Saved: map_cluster_top1000.html
Saved: map_cluster_full.html (may be large)
Saved: map_heat.html
Saved: map_heat_top500.html


In [4]:
# --------------------------------
# City-level summaries & charts
# --------------------------------
city_counts = df['City'].value_counts().rename('Restaurants')
city_avg_rating = df.groupby('City')['Rating_for_avg'].mean().rename('Avg_Rating')
city_avg_price = df.groupby('City')['Price range'].mean().rename('Avg_PriceRange')

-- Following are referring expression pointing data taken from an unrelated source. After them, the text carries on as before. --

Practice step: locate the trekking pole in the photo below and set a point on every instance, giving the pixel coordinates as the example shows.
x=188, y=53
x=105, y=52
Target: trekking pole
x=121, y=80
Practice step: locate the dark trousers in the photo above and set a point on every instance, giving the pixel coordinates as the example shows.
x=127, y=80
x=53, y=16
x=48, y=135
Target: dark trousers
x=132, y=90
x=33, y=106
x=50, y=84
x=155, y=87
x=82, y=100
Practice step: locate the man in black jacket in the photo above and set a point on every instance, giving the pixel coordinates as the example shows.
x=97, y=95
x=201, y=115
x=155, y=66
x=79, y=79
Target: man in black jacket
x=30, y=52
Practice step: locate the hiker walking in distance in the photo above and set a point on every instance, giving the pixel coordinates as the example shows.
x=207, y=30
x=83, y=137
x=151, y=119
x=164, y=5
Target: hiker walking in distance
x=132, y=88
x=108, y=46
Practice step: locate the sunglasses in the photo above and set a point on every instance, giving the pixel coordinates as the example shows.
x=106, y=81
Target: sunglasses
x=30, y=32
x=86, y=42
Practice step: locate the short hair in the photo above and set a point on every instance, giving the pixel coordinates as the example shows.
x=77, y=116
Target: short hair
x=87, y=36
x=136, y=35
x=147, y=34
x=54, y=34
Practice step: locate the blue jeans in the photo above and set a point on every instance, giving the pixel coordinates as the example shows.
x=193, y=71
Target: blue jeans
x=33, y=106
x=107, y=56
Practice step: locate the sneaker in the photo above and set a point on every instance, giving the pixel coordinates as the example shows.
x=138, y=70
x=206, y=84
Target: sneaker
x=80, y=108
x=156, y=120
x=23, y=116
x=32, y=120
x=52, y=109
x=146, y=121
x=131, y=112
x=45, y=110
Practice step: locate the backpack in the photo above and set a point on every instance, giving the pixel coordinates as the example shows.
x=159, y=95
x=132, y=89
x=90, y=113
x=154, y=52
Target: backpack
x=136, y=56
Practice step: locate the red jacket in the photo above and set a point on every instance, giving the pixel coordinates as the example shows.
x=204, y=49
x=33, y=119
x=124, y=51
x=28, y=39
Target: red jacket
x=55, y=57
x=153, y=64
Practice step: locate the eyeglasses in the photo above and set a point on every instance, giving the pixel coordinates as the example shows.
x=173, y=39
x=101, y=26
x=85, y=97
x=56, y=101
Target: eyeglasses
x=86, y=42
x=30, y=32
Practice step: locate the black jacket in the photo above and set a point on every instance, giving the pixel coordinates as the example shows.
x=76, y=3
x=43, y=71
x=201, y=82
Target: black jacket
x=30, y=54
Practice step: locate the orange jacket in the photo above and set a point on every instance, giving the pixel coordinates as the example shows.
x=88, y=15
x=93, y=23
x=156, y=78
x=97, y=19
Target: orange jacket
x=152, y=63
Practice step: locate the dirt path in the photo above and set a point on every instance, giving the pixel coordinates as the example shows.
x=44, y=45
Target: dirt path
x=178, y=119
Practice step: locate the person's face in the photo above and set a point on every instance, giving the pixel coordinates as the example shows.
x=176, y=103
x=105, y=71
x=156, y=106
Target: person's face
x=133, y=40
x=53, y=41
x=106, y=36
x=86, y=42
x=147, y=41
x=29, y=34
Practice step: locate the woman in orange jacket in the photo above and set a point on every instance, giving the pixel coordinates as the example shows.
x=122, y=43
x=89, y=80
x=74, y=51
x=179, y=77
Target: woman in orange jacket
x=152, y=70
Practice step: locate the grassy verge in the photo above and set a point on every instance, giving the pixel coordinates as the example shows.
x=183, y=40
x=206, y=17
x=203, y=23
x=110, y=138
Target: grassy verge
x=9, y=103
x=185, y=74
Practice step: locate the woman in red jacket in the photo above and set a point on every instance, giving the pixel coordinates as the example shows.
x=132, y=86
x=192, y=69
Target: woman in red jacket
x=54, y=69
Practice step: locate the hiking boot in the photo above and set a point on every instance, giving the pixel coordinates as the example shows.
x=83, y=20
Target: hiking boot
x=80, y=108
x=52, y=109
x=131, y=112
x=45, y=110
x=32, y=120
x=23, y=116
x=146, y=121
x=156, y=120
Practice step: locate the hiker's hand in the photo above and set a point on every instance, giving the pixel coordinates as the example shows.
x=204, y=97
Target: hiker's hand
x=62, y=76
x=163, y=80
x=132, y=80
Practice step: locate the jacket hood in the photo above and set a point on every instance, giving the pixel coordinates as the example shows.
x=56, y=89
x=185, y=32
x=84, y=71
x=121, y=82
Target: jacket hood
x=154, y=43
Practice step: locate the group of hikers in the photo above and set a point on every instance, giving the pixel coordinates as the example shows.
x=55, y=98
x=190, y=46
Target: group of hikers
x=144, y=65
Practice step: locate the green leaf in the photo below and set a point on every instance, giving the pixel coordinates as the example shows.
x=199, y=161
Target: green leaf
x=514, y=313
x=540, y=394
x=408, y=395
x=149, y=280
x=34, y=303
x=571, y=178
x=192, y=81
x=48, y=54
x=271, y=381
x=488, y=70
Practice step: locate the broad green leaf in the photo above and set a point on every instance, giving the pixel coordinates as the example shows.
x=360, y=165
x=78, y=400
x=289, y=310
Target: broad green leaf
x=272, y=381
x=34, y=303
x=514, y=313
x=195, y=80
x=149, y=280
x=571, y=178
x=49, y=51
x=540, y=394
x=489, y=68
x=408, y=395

city_summary = pd.concat([city_counts, city_avg_rating, city_avg_price], axis=1).sort_values('Restaurants', ascending=False)
city_summary.to_csv("city_summary.csv", index=True)
print("Saved: city_summary.csv")

# Charts with matplotlib (no seaborn, no explicit colors)
plt.figure(figsize=(10,5))
city_counts.head(10).plot(kind='bar')
plt.title("Top 10 Cities by Number of Restaurants")
plt.xlabel("City"); plt.ylabel("Restaurants"); plt.xticks(rotation=45, ha='right')
plt.tight_layout(); plt.savefig("top_cities_by_count.png"); plt.close()
print("Saved: top_cities_by_count.png")

# Avoid small-sample bias: only consider cities with >= 20 restaurants
eligible = city_summary[city_summary['Restaurants'] >= 20]['Avg_Rating'].dropna().sort_values(ascending=False).head(10)
plt.figure(figsize=(10,5))
eligible.plot(kind='bar')
plt.title("Top 10 Cities by Avg Rating (>= 20 restaurants)")
plt.xlabel("City"); plt.ylabel("Average Rating"); plt.xticks(rotation=45, ha='right')
plt.tight_layout(); plt.savefig("top_cities_by_rating_threshold.png"); plt.close()
print("Saved: top_cities_by_rating_threshold.png")

Saved: city_summary.csv
Saved: top_cities_by_count.png
Saved: top_cities_by_rating_threshold.png


In [5]:
# --------------------------------
# Locality-level summaries
# --------------------------------
locality_grp = df.groupby(['City','Locality']).agg(
    Restaurants=('Restaurant Name','count'),
    Avg_Rating=('Rating_for_avg','mean'),
    Avg_PriceRange=('Price range','mean')
).reset_index().sort_values(['City','Restaurants'], ascending=[True, False])
locality_grp.to_csv("locality_summary.csv", index=False)
print("Saved: locality_summary.csv")

# Top localities per city (by restaurant count) - top 10 each
top_localities = (locality_grp.sort_values(['City','Restaurants'], ascending=[True, False])
                             .groupby('City').head(10))
top_localities.to_csv("top_localities_per_city.csv", index=False)
print("Saved: top_localities_per_city.csv")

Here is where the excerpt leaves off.